Nos dias 22, 23 e 24 do mês de dezembro de 1995, um vórtice ciclônico, localizado no oeste da Região Sul, causou chuvas intensas no noroeste e norte do Rio Grande do Sul, e em Santa Catarina. Na cidade de Florianópolis (do dia 22 para o dia 23), foi registrada chuva de 412 mm.
c) Aglomerado Convectivo- Em dezembro de 1986, registraram-se chuvas intensas no sul de Minas Gerais e em pontos isolados deste Estado.
Em fevereiro de 1988, um aglomerado convectivo causou chuvas fortes no litoral norte de São Paulo, sul de Minas Gerais e sul do Rio de Janeiro.
d) Sistema Frontal - Entre os dias 27 e 30 de Julho de 1989, no Paraná, Mato Grosso do Sul, Mato Grosso e em São Paulo, foram registradas chuvas intensas e ventos fortes principalmente na região de Ivinhema-MS.
No dia 26 de abril de 1991 e em janeiro de 1995, um sistema frontal causou chuvas e ventos fortes sobre a cidade de São Paulo e Rio de Janeiro.
Nos dias 12,13 e 14 de Fevereiro de 1996, no litoral de São Paulo e Rio de Janeiro, uma frente fria causou chuvas intensas, sendo registrado na localidade de Ubatuba-SP, no dia 12, precipitação de 246 mm, e no dia seguinte 150 mm. A chuva acumulada nestes dois dias, ultrapassou a média mensal climatológica deste mês para esta cidade que é de 301 mm.
Regiões Norte e Nordeste
Os sistemas que atuam sobre as Regiões Norte, Nordeste, são linhas de instabilidade associadas à brisa marítima, distúrbios de leste, vórtices ciclônicos e sistemas de grande escala como a ZCIT (Zona de Convergência Intertropical).
a) Linha de Instabilidade associada com a brisa marítima - Em março de 1986, no norte do Ceará o total de precipitação mensal foi superior a 500 mm, mais ou menos o dobro da média, o que provocou inundações em muitas localidades.
Na Região Norte, em maio de 1989 o desvio de precipitação da cidade de Manaus e do Estado do Amapá foi de 120% acima da normal climatológica devido à formação de linhas de instabilidade sobre estas regiões.
Em abril de 1995, na localidade de Soure no Pará, houve um desvio positivo de precipitação superior a 1000 mm.
b) Distúrbios de leste - Em julho e agosto de 1989, os desvios positivos de precipitação foram superiores a 300 mm no litoral de Pernambuco e em Guaramiranga-CE.
Em Junho de 1994, ocorreram chuvas intensas na Região Nordeste. Em Fortaleza-CE a precipitação mensal, foi aproximadamente três vezes superior a média climatológica. Em algumas localidades do Piauí, os totais mensais foram sete vêzes superiores a média climatológia. Este excesso de precipitação foi causado pela atuação de distúrbios de leste e pelos ventos alísios que formaram uma zona de confluência sobre a região norte do Nordeste.

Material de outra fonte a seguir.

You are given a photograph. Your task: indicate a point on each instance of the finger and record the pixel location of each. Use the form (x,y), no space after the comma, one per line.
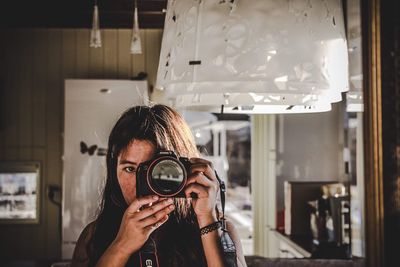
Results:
(201,161)
(150,228)
(157,217)
(198,189)
(154,208)
(139,202)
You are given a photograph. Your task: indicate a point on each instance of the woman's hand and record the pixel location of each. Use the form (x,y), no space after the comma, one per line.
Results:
(138,223)
(203,182)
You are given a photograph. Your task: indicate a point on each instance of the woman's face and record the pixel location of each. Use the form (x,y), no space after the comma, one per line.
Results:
(129,159)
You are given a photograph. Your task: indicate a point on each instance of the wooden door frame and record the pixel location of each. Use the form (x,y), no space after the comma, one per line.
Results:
(372,83)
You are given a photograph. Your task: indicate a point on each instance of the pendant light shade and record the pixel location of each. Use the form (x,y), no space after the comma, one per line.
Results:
(95,36)
(253,56)
(136,46)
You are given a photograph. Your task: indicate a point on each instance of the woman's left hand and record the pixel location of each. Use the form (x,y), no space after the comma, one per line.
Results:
(203,182)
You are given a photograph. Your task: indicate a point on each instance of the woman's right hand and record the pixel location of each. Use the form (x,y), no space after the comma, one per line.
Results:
(138,223)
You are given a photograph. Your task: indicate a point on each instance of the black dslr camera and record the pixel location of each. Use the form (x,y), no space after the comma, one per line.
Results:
(165,175)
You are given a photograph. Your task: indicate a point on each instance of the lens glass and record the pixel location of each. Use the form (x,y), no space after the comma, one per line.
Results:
(167,177)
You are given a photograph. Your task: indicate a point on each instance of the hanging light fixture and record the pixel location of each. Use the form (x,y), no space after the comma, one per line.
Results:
(95,36)
(253,56)
(136,46)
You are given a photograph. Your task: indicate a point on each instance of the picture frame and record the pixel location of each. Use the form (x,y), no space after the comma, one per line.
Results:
(20,192)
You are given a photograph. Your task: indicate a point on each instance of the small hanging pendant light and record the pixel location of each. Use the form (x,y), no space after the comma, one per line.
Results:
(136,46)
(95,36)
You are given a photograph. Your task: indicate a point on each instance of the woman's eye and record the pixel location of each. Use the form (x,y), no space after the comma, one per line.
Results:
(129,169)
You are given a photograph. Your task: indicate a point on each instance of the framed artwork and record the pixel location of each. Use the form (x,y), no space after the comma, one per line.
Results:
(19,192)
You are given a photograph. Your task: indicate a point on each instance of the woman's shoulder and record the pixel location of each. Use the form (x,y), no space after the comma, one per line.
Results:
(81,253)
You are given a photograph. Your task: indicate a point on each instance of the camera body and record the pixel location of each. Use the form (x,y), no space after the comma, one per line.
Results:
(164,175)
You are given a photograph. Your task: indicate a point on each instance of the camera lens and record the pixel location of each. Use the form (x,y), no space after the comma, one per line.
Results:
(167,177)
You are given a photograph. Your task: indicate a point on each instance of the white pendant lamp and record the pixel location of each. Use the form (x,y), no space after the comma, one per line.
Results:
(95,36)
(253,56)
(136,46)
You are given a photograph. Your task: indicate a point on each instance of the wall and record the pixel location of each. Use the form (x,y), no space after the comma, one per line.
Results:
(309,148)
(33,66)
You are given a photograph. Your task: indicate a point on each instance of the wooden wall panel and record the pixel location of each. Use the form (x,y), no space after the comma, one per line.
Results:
(124,62)
(35,64)
(24,83)
(53,139)
(39,87)
(12,108)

Em abril de 1996, nos dias 28 e 29, houve chuvas abundantes e inundações na cidade de Recife.
c) Sistema frontal - Nos dias 10 e 12 de julho de 1989, sobre o litoral de Alagoas, um sistema frontal causou chuvas intensas e inundações na região litorânea deste Estado.
4) Bibliografia
INPE/CPTEC. Climanálise (1986 a julho 1996) - Boletim de Monitoramento e Análise Climática.
Nimer, Edmon (1979). Climatologia do Brasil . Volume 4 1979 . 420p. ilust.
UNIVAP (Universidade do Vale do Paraíba) (1995). Curso de Interpretação de Imagens e Análises Meteorológicas. 1995.
Vianello, Rubens Leite (1991) - Meteorologia Básica e Aplicações. Viçosa, UFV, Impr.Univ., 449p. ilust.